Dachte, da sich ja Geschäftsführung und Präsidium weigern, Videointerviews zu geben (http://www.anglerboard.de/board/showthread.php?t=316478), da fahr ich dann einfach mal hin und guck mir das mal an - vielleicht trifft man ja den einen oder anderen vor Ort (knappe halbe Stunde von mir weg).........

Während direkt dabei der Umweltpavillon des Landes Baden-Württemberg vorne am Weg steht, steht der LFV-BW mit seinem "Pavillon" im letzten Eck - abends werden sich da wohl Hunde erleichtern..






Umweltpavillon/Stand des Landes B-W, richtiger, anständiger Pavillon









"Pavillon" vom LFV-BW - einen elenderen "Stand" hab ich auf der ganzen Landesgartenschau nicht gesehen, da haben sogar Dixiklos auf einmal nen gewissen Charme....





Viel Anspruch - wenig in der Realität

Dass natürlich unter der Woche eh niemand da ist vom LFV-BW, um den eh nicht so wichtigen Punkt Öffentlichkeitsarbeit zu leisten (Fischmobil und Lachszucht sind ja "wichtiger"), ist eben so..

Am Wochenende sollen immerhin Leute von den ortsansässigen Vereinen da sein... 

Der Umweltpavillon vom Land war natürlich besetzt - und auch ein richtiger Pavillon und nicht nur ein armseliger Schirm mit ein paar Aufstellern.

Immerhin muss man loben, das in 2 oder 3 Punkten auf den Aufstellern auch tatsächlich aufs Angeln eingegangen wurde - ganz so elend wie beim Fischmobil, wo das ja in Zielen und Ausrichtung komplett fehlt, isses also nicht..

*Wer als interessierter Angler hin will:*
Öhringen und die Landesgartenschau ist immer einen Besuch wert!

Der Pavillon/Stand des LFV-BW sicherlich nicht..

Thomas Finkbeiner


----------



## Ørret (11. Juli 2016)

*AW: Der Landesfischereiverband B-W auf der Landesgartenschau in Öhringen*

Haben die nicht extra einen Referenten für Öffentlichkeitsarbeit?
Der sollte doch wohl dann auch vor Ort sein oder?


----------



## Hannes.N (11. Juli 2016)

*AW: Der Landesfischereiverband B-W auf der Landesgartenschau in Öhringen*

Hallo, 

vor Ort sind dort zumindest am Wochenende nur Mitglieder der örtlichen Vereine. (mich eingeschlossen)

Und ja, auch unser Verein  hat, aufgrund des etwas uninteressant wirkenden Stands, beschlossen zusätzlich etwas zu bieten. 

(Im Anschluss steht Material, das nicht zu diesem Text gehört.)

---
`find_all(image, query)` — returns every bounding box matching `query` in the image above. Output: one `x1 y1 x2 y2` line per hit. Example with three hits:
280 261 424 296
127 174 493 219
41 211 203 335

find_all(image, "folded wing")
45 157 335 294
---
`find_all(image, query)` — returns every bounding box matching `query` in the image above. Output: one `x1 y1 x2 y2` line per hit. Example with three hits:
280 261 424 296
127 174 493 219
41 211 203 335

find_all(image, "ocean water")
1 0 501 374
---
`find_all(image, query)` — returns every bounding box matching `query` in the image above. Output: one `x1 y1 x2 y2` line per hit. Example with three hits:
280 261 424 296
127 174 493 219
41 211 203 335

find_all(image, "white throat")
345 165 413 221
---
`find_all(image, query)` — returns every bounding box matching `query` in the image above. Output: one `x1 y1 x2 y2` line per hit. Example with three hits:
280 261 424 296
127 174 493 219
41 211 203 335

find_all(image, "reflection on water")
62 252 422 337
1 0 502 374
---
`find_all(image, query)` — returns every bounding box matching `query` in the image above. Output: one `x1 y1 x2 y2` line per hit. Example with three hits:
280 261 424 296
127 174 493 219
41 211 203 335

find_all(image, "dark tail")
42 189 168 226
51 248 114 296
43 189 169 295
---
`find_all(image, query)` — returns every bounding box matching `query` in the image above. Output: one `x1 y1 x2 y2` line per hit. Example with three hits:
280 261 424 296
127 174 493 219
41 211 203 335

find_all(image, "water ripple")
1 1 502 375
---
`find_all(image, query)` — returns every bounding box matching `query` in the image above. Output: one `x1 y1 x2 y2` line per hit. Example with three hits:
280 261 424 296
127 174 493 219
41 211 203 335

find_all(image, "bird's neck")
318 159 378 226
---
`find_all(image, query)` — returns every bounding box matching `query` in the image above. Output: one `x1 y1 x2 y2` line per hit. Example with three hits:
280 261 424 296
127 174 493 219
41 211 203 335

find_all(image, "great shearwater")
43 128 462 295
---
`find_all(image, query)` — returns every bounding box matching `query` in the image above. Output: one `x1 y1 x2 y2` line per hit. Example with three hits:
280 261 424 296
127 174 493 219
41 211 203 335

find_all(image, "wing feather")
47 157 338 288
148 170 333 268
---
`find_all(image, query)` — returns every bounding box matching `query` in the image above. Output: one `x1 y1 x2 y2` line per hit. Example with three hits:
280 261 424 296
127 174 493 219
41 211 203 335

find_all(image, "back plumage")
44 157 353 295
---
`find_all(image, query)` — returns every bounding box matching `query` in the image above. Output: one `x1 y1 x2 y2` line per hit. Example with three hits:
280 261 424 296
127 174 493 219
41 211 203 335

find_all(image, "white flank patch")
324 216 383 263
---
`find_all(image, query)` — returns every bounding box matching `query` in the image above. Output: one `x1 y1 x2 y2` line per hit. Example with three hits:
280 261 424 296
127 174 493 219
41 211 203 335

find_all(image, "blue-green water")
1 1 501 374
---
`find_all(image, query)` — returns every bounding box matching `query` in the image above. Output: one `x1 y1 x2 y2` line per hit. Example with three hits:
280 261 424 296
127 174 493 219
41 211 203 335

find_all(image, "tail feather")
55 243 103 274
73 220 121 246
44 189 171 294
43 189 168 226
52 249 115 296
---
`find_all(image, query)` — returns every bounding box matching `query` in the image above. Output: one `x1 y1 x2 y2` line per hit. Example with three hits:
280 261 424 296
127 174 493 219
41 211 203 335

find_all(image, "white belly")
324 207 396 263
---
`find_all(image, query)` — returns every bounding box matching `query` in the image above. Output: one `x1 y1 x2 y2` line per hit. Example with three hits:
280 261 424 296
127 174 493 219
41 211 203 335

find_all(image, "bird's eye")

Haben dann Kinderangeln, Forellenhäppchen, Krebse im Aquarium und Fliegenfischenvorführungen geboten und so dann doch enormen Zulauf an den Stand bekommen.

Gruß Hannes


----------



## Thomas9904 (11. Juli 2016)

*AW: Der Landesfischereiverband B-W auf der Landesgartenschau in Öhringen*



Hannes.N schrieb:


> Und ja, auch unser Verein  hat, aufgrund des etwas uninteressant wirkenden Stands, beschlossen zusätzlich etwas zu bieten.


nett ausgedrückt ;-))



Hannes.N schrieb:


> Haben dann Kinderangeln, Forellenhäppchen, Krebse im Aquarium und Fliegenfischenvorführungen geboten und so dann doch enormen Zulauf an den Stand bekommen.


Lobenswert.

*Nur mal dran denken bzw. überlegen anfangen:*
Ihr bezahlt also dem Verband 13 Euro pro Mitglied dafür, dass der euch einen lächerlichen Stand hinhaut, mit dem man sich blamiert und ihr macht dann noch die Arbeit vor Ort für die..???!!??

Und wenn ihr dann dran denkt, wie ihr besschissen wurdet/werdet bei Nachtangelverbot, Kinderangelverbot etc. vom Verband (wir berichteten) - da macht ihr echt da noch für diesen anglerfeindlichen Verband durch eure gute Arbeit vor Ort Werbung?

Ich finde das Engangement gut, aber ihr solltet euch nicht für die Anglerfeinde vom LFV-BW einsetzen und denen noch die Arbeit machen, dafür dass ihr sie auch noch bezahlt.......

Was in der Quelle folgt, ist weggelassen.